CHRIS Cusiter knows what it's like to depart on a high and he wants to ensure that Sean Lineen vacates his post as Glasgow Warriors head coach with a similar experience.

"I had a great time winning the championship with Boroughmuir in 2003," said the 29-year-old scrum-half. "It remains one of my favourite memories of playing rugby,"

Ahead of that season the toughest task for Lineen, the then Boroughmuir coach, had looked to be working out a way of replacing Mike Blair, who had just stepped up to the professional game with Edinburgh. Yet he was remarkably relaxed about it.

"I think I may have found an even better scrum-half," said the coach at the time.

To this day, that debate rages at the highest level, both Blair and Cusiter having gone on to become British & Irish Lions. Beyond dispute, however, is the skill involved in having identified such talent: drawing them to the club, then got the best out of them.

Both Cusiter and Lineen went professional full-time on the back of that success, the former to understudy another grand slam-winning great Gary Armstrong at the Border Reivers, the latter as backs coach at Glasgow Warriors.

That they now find themselves working together again as Glasgow contest the RaboDirect Pro12 play-offs in what will be Lineen's last campaign as a club head coach offers the extra incentive of perfectly book-ending his coaching career there. And Cusiter would love to reward his boss in that way.

"I really enjoyed working with Sean at Boroughmuir and I've enjoyed the last three years at Glasgow as well," said the scrum-half. "There have been ups and downs, of course, but getting to two semi-finals in this competition in three years is a great achievement. In years gone by, Glasgow would never had had the consistency required to do that and that's down to Sean.

"Al Kellock spoke about it to the crowd after our last game at Firhill on Saturday. Everything Sean does is for the good of Glasgow rugby. Inevitably he has had to disappoint people at times and that's what makes it a difficult job, while I could see how frustrated he was last season when, for a variety of reasons, we struggled, but he has created an environment which has allowed us to produce some great results.

"When you look at the squads we play against for us to make the top four is a real turn up for the books. I don't think anyone would have predicted it, but being underdogs suits us and we'll certainly be that this weekend."

Which is just as it was two years ago when Cusiter missed out on the semi-final after suffering what was at first thought to be a relatively minor knee injury in the last league match against the Scarlets only for it to turn into a career-threatening problem which cost him a full season.

That may have been in Lineen's mind when he decided Cusiter's involvement would be minimised last weekend as the looked towards the prospect of facing Europe's best side, Leinster, in the semis.

Coming off the bench rather than starting against Connacht was to prove a difficult experience for Cusiter but not because of the customary resentment of a senior man for his understudy since he has a very high opinion of Henry Pyrgos, who is now beginning to push him very hard.

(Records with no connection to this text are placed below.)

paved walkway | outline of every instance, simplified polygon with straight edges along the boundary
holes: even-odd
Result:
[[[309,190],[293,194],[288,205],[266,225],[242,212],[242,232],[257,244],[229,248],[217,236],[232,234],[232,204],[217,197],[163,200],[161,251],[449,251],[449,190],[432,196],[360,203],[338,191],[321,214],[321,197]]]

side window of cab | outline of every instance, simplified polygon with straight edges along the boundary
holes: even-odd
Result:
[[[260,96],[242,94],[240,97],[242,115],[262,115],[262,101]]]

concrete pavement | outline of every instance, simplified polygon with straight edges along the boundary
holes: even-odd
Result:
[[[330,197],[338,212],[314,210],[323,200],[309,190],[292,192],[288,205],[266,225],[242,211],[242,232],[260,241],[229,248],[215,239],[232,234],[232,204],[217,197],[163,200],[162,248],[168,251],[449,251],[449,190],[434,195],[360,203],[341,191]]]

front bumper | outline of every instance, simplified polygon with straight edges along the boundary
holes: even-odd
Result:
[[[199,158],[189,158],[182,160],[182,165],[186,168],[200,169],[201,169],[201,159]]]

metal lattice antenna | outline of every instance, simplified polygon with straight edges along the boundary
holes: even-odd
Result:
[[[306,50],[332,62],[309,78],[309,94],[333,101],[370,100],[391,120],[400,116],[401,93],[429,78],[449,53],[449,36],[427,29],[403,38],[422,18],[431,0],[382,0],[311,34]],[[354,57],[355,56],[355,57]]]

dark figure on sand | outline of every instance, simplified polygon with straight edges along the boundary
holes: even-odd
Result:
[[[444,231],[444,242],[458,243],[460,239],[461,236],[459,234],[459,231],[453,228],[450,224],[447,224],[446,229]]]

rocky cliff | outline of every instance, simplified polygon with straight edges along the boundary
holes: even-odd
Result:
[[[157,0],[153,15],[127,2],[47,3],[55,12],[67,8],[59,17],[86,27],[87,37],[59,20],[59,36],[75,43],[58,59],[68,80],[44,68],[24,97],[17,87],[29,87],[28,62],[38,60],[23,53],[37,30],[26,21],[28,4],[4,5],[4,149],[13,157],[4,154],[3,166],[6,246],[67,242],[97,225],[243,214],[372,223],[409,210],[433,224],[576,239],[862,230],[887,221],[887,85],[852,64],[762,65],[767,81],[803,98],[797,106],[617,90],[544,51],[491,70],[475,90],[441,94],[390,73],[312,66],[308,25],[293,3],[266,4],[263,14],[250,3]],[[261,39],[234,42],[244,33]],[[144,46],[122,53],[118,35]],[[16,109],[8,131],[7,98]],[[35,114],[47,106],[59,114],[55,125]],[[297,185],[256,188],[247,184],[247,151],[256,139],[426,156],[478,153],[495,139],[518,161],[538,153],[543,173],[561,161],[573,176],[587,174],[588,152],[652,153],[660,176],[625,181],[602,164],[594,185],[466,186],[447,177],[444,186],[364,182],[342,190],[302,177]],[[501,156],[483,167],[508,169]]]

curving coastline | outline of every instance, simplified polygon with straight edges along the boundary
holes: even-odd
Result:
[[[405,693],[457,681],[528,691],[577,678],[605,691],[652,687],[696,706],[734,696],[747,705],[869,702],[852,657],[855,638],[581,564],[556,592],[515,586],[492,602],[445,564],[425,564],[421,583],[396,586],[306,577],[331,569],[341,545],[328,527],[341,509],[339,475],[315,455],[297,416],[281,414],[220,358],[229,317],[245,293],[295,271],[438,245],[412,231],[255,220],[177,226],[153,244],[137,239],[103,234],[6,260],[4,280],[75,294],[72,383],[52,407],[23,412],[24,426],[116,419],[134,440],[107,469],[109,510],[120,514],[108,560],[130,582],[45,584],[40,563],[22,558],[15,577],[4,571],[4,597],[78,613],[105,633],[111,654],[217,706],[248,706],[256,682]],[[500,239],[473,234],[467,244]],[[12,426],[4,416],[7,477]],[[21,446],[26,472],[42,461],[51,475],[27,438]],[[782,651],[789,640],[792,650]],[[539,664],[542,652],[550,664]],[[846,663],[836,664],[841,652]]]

"I'm really pleased for Henry and the way he's been playing. It's great to see and I'm at the stage now that although I want to play every week, it is great to see him develop. He has been involved in about 20 games this season and I've known that even if I'm away, things would go well.

"What was frustrating on Saturday, though, was suffering a dead leg within a minute of getting on to the pitch," Cusiter explained with a wry laugh.

"It should be okay and it was just down to bad tackle technique so I've got no-one else to blame, but it's the fourth dead leg I've suffered this season. I guess the positive I can take from it is that it suggests I've not got any body fat protecting me."

All delivered with customary good humour, yet with enough edge to reflect the culture at Glasgow, because there is a raw muscularity about their playing style, to the extent that Cusiter's description of Saturday's win could have been applied to any one of a dozen of their victories this season.

"It wasn't the best game to watch but there's no substitute for winning," said a man who, in his professional career in Scotland, has had more than his fair share of the other thing.

"We know our strengths and our weaknesses so we make no apologies for that."

Those strengths involve the sort of competition for places that exists between Cusiter and Pyrgos now being in place in every position which is what gives belief that they can be more competitive than when they reached the semi-finals two years ago.

"I think the difference between this year and 2010 is that the balance of the squad is much better. Then a lot of our game was centred on how Dan Parks was playing. Now, when you you look at the way the tries we've scored are spread around the team, everyone is contributing equally and because we've got a squad it also means that everyone's not exhausted simply by the effort of getting to the play-offs."

While Cusiter is, then, part of a generation of Scottish players who have precious little in the way of silverware to show for prodigious effort, he has reason to believe that could change, perhaps even in the next few weeks.

"The depth of squad is why the Irish have achieved what they have and we're definitely getting a quality of player here that has allowed us to get on a roll which in turn brings that team spirit and morale," he said.

"I particularly want to win something with Glasgow and it would be a great way to finish my first three-year contract with the club. I saw the potential here which is one of the reasons I wanted to come back and this is a good time for us to kick on."